Sábados de Súper Ficción “No somos nada más que se sepa. No tenemos nada más salvo el Hambre, un Hambre, un Hambre desconocida que apura, ordena, empuja. No se sabe hacer nada aquí, salvo recibir una orden en el corazón pero el cuerpo no sabe traducir”. __ Por Hélène Cixous


Antes del fin
Era antes del fin, sos el tiempo, pensé, el tiempo de antes del fin. Nunca había visto un esplendor tan fino. De pronto advertía que me acercaba al punto, vi que veía relucir la vida. Había por todas partes. Arrojaba sus últimos fuegos, sobre todo en las hojas y en el aire.
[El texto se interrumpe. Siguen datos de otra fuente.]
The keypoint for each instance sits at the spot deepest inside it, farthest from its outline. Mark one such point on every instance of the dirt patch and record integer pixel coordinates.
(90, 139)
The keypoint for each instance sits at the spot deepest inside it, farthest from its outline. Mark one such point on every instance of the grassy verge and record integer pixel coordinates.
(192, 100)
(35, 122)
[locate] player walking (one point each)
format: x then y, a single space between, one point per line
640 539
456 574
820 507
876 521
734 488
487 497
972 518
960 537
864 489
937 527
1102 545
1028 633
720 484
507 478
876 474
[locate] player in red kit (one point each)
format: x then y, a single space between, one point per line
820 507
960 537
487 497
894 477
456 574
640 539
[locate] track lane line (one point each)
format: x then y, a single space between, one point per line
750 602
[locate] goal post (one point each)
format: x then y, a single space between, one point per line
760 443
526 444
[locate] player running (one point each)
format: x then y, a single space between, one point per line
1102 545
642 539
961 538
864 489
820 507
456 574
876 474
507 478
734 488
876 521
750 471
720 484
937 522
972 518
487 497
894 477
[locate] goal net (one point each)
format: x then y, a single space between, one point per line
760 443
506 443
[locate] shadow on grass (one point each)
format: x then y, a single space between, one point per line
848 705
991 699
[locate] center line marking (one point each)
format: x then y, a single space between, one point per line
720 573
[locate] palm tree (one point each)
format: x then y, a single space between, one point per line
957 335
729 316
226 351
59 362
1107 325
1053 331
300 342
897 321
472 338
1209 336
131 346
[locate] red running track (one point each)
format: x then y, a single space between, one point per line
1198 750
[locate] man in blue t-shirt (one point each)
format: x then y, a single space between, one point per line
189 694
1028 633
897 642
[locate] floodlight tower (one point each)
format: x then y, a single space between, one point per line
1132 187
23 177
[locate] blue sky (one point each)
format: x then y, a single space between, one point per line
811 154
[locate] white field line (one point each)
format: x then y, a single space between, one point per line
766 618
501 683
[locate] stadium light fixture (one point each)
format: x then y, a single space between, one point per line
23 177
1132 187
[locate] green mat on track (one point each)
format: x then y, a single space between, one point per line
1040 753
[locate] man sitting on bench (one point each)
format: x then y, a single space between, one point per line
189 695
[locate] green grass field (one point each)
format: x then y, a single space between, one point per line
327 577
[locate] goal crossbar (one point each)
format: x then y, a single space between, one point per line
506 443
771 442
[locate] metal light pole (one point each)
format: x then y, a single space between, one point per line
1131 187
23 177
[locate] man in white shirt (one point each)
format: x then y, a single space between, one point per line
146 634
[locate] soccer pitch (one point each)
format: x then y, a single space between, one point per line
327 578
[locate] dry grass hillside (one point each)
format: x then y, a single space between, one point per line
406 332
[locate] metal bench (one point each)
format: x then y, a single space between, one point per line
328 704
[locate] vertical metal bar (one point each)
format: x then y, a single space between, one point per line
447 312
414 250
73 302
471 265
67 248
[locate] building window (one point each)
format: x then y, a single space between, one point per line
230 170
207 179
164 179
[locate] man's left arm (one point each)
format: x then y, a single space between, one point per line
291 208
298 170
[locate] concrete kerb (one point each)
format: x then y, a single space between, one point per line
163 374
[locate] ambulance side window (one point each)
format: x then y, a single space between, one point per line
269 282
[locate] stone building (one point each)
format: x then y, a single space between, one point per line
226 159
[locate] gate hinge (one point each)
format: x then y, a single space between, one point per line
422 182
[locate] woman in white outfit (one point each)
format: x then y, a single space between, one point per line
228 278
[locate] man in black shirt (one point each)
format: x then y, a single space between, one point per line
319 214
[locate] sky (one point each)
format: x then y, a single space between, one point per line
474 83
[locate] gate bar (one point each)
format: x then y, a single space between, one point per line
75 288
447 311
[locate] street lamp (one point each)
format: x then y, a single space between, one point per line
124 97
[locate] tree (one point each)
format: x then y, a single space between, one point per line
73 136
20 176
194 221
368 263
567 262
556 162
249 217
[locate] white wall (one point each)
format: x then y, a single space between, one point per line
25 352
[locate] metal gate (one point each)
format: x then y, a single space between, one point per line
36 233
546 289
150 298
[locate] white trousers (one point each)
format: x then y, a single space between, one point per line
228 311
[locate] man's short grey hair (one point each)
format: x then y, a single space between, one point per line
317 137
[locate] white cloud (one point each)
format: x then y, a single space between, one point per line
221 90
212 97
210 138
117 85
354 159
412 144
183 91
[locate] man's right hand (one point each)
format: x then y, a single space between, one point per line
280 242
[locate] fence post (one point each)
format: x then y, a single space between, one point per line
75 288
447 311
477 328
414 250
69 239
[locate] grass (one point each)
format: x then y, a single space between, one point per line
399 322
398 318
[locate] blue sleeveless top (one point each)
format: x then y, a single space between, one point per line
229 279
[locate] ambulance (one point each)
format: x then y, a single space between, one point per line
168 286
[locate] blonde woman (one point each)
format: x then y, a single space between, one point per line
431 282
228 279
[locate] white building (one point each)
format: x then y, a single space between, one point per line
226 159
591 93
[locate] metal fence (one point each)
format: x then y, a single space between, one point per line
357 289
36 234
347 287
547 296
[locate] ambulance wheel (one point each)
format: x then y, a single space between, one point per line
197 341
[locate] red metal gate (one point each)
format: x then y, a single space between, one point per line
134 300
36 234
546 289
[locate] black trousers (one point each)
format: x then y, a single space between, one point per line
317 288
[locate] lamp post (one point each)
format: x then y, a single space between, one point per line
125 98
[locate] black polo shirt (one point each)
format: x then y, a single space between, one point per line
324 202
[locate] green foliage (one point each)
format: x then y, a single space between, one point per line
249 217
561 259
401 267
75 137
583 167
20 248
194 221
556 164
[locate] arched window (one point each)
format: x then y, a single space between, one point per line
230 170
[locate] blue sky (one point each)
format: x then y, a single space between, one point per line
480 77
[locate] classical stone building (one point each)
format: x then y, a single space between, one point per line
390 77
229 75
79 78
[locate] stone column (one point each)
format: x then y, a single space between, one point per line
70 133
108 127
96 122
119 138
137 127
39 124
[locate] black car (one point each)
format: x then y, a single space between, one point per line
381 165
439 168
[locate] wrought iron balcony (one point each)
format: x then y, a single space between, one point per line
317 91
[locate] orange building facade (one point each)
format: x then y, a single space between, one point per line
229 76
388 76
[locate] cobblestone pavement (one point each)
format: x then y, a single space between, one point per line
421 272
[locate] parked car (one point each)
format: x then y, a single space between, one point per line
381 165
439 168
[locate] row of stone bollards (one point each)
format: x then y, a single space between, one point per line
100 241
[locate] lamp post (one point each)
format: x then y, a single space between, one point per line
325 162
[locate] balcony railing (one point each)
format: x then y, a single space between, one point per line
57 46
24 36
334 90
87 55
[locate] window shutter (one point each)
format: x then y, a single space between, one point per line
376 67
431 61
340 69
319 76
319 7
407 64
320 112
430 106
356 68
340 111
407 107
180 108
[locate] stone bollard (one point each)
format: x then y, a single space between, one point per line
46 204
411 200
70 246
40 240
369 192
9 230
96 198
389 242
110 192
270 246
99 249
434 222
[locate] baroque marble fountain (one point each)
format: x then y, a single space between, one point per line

Y también en los anchos ojos de mi madre que con la edad se ven cada vez más. Sos el tiempo, le dije. Él me labraba toda.
El jueves era el primer día del mes de muerto de mi muerto mi padre el muerto, mi muerto primero mi primera muerte el quincuagésimo primer día, qué frescura esta muerte este muerto pensé, esta muerte que no envejece.
yo ahora vivía antes de la muerte de mi madre, miraba a mi madre levantarse y acostarse todos los días en mi horizonte, con una admiración trastornada me vivía de angustia, no niego que a veces, algunas mañanitas taimadas de desayunos instantes horripilantes, cuando una crisis de caprichos altera de repente la bella regularidad de su vuelta de rueda cósmica, todo siempre gira alrededor del pan, del tema del mal pan, “no me gusta este pan” chirría mi madre, eso significa: no te amo no amo este día estoy muy enojada con esta familia no amo este universo, le traigo, tomen nota, otro tipo de pan, que a ella tampoco le gusta, después otro, después un sexto, y todo ello traduciendo con exactitud sus patadas a los sucesivos panes, siento que me sube un furor, ella y yo estamos poseídas por dos demonios que se atacan invisibles pero tangibles a propósito del falso pan, los puñetazos llueven, llegamos a los dos extremos la rabia y lo grotesco, la guerra viene rápido, en este adviento de una negrura carmesí.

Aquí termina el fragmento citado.